A few years ago, I purchased a new G26 at a local business with my money and in my name. In my state, private party sales or exchanges do not require going through an FFL. At the time, she was a legal resident of my state. So, on her birthday all I really needed to do was to give her the firearm as a gift. However, just to have a paper trail (such as in the case of theft or loss from her and any subsequent investigation related to illegal use of the firearm, etc), I typed up a simple bill of sale, accepted a $1 sale price, we each signed our name, and we each kept a copy for our records.
Because you accepted money in the exchange it does not qualify as a gift per the 4473 instructions.
Question 21.a. Actual Transferee/Buyer: For purposes of this form, a person is the actual transferee/buyer if he/she is purchasing the firearm for him/herself or otherwise acquiring the firearm for him/herself. (e.g., redeeming the firearm from pawn, retrieving it from consignment, firearm raffle winner). A person is also the actual transferee/buyer if he/she is legitimately purchasing the firearm as a bona fide gift for a third party. A gift is not bona fide if another person offered or gave the person completing this form money, service(s), or item(s) of value to acquire the firearm for him/her, or if the other person is prohibited by law from receiving or possessing the firearm.
If you had just bought it and given it to her, you would have been fine. As it stands, by officially turning it into a sale and accepting money, by the letter of the law, you committed a straw purchase.
Folks, this is VERY simple.
If you want to buy a firearm as a gift, that is perfectly legal as long as the person is a resident of your state and is not a prohibited person. But a gift is a GIFT. Don't complicate things. Buy it and GIVE it to the person. Don't turn it into a sale by accepting goods or services or money in trade, don't try to get cute at the gun store by having one person fill out the form and someone else pay the money.
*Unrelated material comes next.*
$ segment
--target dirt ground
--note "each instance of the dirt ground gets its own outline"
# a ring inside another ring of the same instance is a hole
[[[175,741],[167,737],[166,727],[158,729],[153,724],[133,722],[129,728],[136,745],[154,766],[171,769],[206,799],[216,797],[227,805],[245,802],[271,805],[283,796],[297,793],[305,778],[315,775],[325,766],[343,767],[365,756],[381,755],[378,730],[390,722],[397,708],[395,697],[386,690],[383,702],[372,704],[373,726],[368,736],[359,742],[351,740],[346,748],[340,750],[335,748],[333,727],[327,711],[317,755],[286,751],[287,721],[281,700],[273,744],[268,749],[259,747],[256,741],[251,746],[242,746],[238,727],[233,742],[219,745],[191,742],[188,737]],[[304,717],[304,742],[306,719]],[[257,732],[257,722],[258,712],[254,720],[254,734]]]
If you can't stand the idea of filling out the form and then giving it to the person, then give them the money as a gift and let them do what they want with the money (which could include buying a gun if they so choose). But if you do that, do the gift at home--don't be playing around with handing over money at the gun store. The FFL is not going to allow the sale if things start to look hinky.
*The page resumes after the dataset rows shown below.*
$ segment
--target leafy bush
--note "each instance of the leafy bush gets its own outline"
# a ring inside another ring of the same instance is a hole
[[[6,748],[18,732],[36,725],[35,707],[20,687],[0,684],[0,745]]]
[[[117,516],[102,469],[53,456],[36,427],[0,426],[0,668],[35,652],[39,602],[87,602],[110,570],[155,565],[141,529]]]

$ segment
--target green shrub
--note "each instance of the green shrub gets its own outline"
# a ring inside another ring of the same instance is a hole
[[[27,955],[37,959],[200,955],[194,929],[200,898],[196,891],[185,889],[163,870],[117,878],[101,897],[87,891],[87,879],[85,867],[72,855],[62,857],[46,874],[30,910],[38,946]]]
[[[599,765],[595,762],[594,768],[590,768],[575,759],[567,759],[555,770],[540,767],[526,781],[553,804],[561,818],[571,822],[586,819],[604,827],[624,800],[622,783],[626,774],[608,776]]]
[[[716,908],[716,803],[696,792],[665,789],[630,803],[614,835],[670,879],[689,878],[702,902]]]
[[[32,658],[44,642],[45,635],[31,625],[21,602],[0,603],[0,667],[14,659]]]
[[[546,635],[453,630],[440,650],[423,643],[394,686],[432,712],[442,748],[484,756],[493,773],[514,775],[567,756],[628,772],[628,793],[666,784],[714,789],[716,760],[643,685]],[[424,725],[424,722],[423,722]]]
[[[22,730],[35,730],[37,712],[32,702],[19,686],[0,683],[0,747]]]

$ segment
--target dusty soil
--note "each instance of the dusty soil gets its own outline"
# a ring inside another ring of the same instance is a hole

Another option if it's critical to you that there be some kind of paper trail to the recipient is to buy the gun yourself and fill out the 4473 as the actual buyer. Then, when you give it as a gift, go to an FFL, pay them to do a transfer to the recipient and then have the recipient fill out the form to accept the transfer. To make sure there's absolutely no misunderstanding, do NOT accept any money from the recipient.